Anxiety disorders have the ability to make your world smaller and smaller as you avoid an over-growing list of places, activities, and situations that trigger more anxiety than you think you can handle. My anxiety disorders have led me to avoid (and miss out on) a lot over the past few years: attending social gatherings, going on trips with my husband, travelling to my home town to visit my family. During those years, I’ve been trying diligently to resolve my anxiety issues, waiting for the day when I expected I would finally banish my symptoms and feel “ready” to be a full-fledged participant in the world again. In the meantime, I’ve continued living in my little bubble of avoidance and safety.
I’ve been reflecting on that approach a lot lately, on the assumptions and limiting beliefs that have kept me on the sidelines of life while I’ve struggled with anxiety. It took a recent conversation with a good friend for me to start challenging those assumptions in my mind, and for me to start to realize that they really were just assumptions, not necessarily the unassailable truth – I sometimes forget that anxiety lies to me, and makes me believe things that aren’t necessarily true.
So lately I’ve been trying to get my head around the idea that maybe I don’t have to wait until that magic day when my anxiety is cured before I start doing the things I’ve been avoiding. I honestly don’t even believe (at least not anymore) that there is such a thing as a “cure” with anxiety disorders, just an increasing ability to manage symptoms (although there’s probably still some small part of me that dreams that there is a miracle fix somewhere out there). Even knowing that there is no wondrous cure coming, I guess I’ve still been waiting for the illusory day when anxiety would be a barely-perceptible part of my life, and then I would get on with that life. Now I’m trying to accept that getting to that point might take me a while – after all, I didn’t get the way I am overnight, so fixing it is going to take some time, maybe even the rest of my life. And I’m going to have to be OK with that.

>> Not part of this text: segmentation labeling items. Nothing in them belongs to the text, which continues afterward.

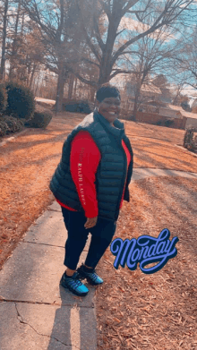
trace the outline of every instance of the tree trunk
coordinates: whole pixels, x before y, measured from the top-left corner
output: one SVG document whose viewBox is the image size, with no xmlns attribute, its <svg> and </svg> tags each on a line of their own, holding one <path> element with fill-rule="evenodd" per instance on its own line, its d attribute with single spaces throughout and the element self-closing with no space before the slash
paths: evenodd
<svg viewBox="0 0 197 350">
<path fill-rule="evenodd" d="M 58 81 L 57 81 L 57 88 L 56 88 L 56 111 L 62 111 L 63 107 L 63 98 L 64 98 L 64 88 L 65 84 L 65 81 L 67 78 L 67 73 L 64 73 L 64 68 L 63 64 L 60 66 L 59 73 L 58 73 Z"/>
<path fill-rule="evenodd" d="M 73 92 L 73 98 L 76 98 L 76 91 L 77 91 L 77 78 L 74 79 L 74 92 Z"/>
<path fill-rule="evenodd" d="M 32 72 L 31 72 L 31 74 L 30 74 L 30 82 L 29 82 L 29 88 L 30 89 L 31 89 L 31 85 L 32 85 L 32 82 L 33 82 L 33 77 L 34 77 L 34 74 L 35 74 L 35 72 L 36 72 L 36 68 L 37 68 L 37 64 L 34 62 L 33 69 L 32 69 Z"/>
<path fill-rule="evenodd" d="M 4 26 L 3 26 L 3 38 L 2 38 L 2 59 L 0 66 L 0 80 L 4 79 L 4 64 L 5 64 L 5 40 L 7 34 L 7 10 L 8 0 L 4 1 Z"/>
<path fill-rule="evenodd" d="M 90 86 L 90 101 L 94 102 L 94 96 L 95 96 L 96 89 L 93 86 Z"/>
<path fill-rule="evenodd" d="M 134 97 L 134 106 L 133 106 L 133 116 L 134 121 L 136 121 L 137 116 L 137 111 L 138 111 L 138 100 L 141 94 L 141 86 L 139 83 L 137 83 L 137 88 L 135 91 L 135 97 Z"/>
<path fill-rule="evenodd" d="M 12 55 L 10 57 L 10 72 L 9 72 L 9 80 L 13 79 L 13 73 L 14 70 L 14 63 L 13 60 L 15 58 L 15 55 L 17 54 L 17 34 L 18 34 L 18 24 L 19 24 L 19 15 L 20 15 L 20 10 L 21 10 L 21 0 L 19 1 L 17 14 L 16 14 L 16 22 L 15 22 L 15 28 L 14 28 L 14 38 L 13 42 L 13 48 L 12 48 Z"/>
<path fill-rule="evenodd" d="M 73 90 L 74 75 L 71 73 L 69 86 L 68 86 L 68 98 L 72 99 Z"/>
</svg>

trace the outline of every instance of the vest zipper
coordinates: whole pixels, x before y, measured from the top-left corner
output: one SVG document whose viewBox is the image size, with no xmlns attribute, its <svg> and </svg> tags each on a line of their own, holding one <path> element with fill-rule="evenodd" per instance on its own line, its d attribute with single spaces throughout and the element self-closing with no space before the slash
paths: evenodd
<svg viewBox="0 0 197 350">
<path fill-rule="evenodd" d="M 121 184 L 122 191 L 120 191 L 119 197 L 118 197 L 118 201 L 117 201 L 117 206 L 116 206 L 116 218 L 115 218 L 116 221 L 116 219 L 118 218 L 118 214 L 119 214 L 119 210 L 120 210 L 120 202 L 121 202 L 121 200 L 122 200 L 124 184 L 126 183 L 126 161 L 127 160 L 126 160 L 126 155 L 125 155 L 124 149 L 123 145 L 122 145 L 122 141 L 123 141 L 123 139 L 121 139 L 121 141 L 120 141 L 120 146 L 121 146 L 123 156 L 124 156 L 124 175 L 123 176 L 123 180 L 122 180 L 122 184 Z"/>
</svg>

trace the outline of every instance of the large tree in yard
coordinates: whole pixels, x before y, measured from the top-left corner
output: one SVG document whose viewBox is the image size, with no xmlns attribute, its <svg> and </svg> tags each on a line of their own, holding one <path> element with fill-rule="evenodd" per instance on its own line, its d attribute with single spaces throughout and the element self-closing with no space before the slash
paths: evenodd
<svg viewBox="0 0 197 350">
<path fill-rule="evenodd" d="M 195 1 L 188 0 L 77 0 L 81 13 L 81 30 L 91 49 L 90 64 L 99 68 L 98 81 L 90 81 L 82 74 L 76 76 L 83 82 L 99 86 L 116 75 L 129 73 L 121 67 L 124 55 L 132 55 L 132 46 L 159 29 L 178 24 Z M 90 11 L 93 33 L 84 21 Z M 99 15 L 98 16 L 98 13 Z M 99 18 L 105 18 L 106 30 L 100 32 Z M 126 25 L 124 23 L 126 22 Z M 142 26 L 141 26 L 142 24 Z M 142 28 L 142 30 L 141 30 Z"/>
</svg>

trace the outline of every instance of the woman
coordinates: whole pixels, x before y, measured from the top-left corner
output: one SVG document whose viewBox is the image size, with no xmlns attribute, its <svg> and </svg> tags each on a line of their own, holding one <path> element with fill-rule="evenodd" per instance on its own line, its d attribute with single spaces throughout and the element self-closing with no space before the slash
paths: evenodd
<svg viewBox="0 0 197 350">
<path fill-rule="evenodd" d="M 132 147 L 117 120 L 119 91 L 105 84 L 96 98 L 98 107 L 64 143 L 62 159 L 50 183 L 68 231 L 64 262 L 67 269 L 60 284 L 77 295 L 89 292 L 81 279 L 94 286 L 103 283 L 95 268 L 112 241 L 123 200 L 129 201 L 133 171 Z M 89 232 L 88 255 L 76 269 Z"/>
</svg>

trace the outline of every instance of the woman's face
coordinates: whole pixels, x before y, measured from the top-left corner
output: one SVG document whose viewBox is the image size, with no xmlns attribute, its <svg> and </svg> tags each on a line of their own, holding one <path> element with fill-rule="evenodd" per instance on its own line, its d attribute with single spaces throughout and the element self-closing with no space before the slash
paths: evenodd
<svg viewBox="0 0 197 350">
<path fill-rule="evenodd" d="M 98 101 L 98 112 L 113 124 L 120 113 L 120 98 L 106 98 L 101 102 Z"/>
</svg>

Today I’m reflecting on a passage I read in The Worry Trap by Chad LeJeune, a book about using Acceptance & Commitment Therapy to manage anxiety. It has lots of great analogies in it, and the one I’m currently thinking of is about passengers on a bus. LeJeune uses the image of your life as a bus that you’re driving, and anxiety as one of the passengers you might pick up along the way, a particularly loud, obnoxious one. Just as LeJeune suggests in the book, when I see Anxiety waiting to get on “my bus,” my urge is often to drive right by that stop, and to take a complicated, inconvenient route to avoid that stop in the future; in doing so, I probably miss some really valuable stops. Or alternatively, if I actually let Anxiety get on my bus, I’ll typically spend all my time and energy trying to quiet down this rude, overbearing passenger, pulling over frequently to try to control him, until the bus is just stopped altogether, and I’m going nowhere. (Oh, and sorry guys, no gender offence intended, but for some reason Anxiety is a “him” for me; maybe it’s because I want to separate or detach myself from anxiety the feeling, and it’s easier to do that if Anxiety the person is the opposite gender to me.)
LeJeune suggests that there is a different, better way to deal with this difficult passenger, and I’m starting to embrace that other way. I imagine myself driving my bus, fully anticipating that Anxiety will be at one of my stops (after all, as my psychiatrist gently reminded me this week, “Yes, you will be anxious sometimes – you have anxiety.”) I picture myself pulling up to the stop where Anxiety waits, and I cheerfully shout to him, “Well, I’ve been expecting you! Get on if you want to, but this bus is going, with or without you. And don’t expect any attention from me along the way!” And I picture Anxiety getting on board, and off I go, with Anxiety as my passenger. He’s not a particularly welcome passenger, but for now at least, he’s going to be on my bus sometimes and I can keep right on driving my desired route with him on board. And maybe if I just let him on and allow him do his thing without gaining attention (or distress) from me, he might just shut up after a while.
I’m thinking a lot about that bus story today. I know I’ve still got work to do on myself, lots of it. But I guess while I continue on with that work, I could also venture out into the wider world a bit more. Sure, I’ll probably be anxious while I do it, and that feels scary to me. But maybe that doesn’t have to hold me back any more. Maybe it’s time to stop waiting. Maybe it’s time to start living.